Can't run steps of dynamics with NNPOps `TorchForce` #28

dominicrufa · 2021-09-10T14:47:44Z

In attempting to run MD on a TorchForce-equipped System (the TorchForce has the NNPOps symmetry functions equipped as described here ), I am observing strange behavior.
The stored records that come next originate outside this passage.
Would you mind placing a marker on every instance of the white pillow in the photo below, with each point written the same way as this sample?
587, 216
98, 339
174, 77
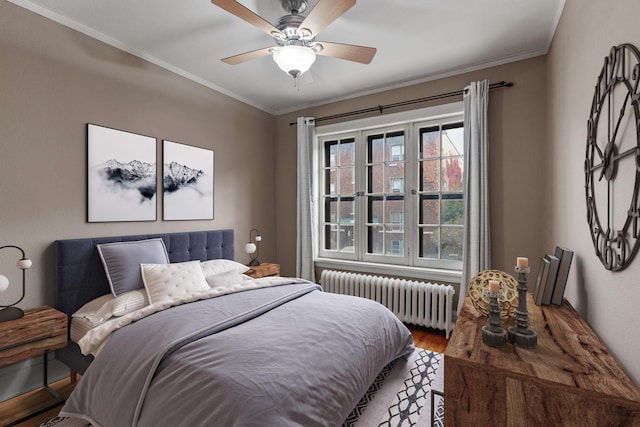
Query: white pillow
166, 282
215, 267
225, 279
103, 308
Namely, I am able to create a Context with the System and return the State object with a potential energy, but when i run a step of dynamics, I observe

Traceback (most recent call last):
  File "/lila/home/rufad/github/qmlify/qmlify/openmm_torch/notebooks/yield_dynamics.py", line 119, in <module>
    ml_int.step(1)
  File "/home/rufad/anaconda3/envs/nnpops/lib/python3.9/site-packages/simtk/openmm/openmm.py", line 7036, in step
    return _openmm.CustomIntegrator_step(self, steps)
simtk.openmm.OpenMMException: The following operation failed in the TorchScript interpreter.
Traceback of TorchScript, serialized code (most recent call last):
  File "code/__torch__/torchani/nn.py", line 95, in forward
    if torch.gt((torch.size(midx))[0], 0):
      input_ = torch.index_select(aev0, 0, midx)
      _29 = torch.flatten((_22).forward(input_, ), 0, -1)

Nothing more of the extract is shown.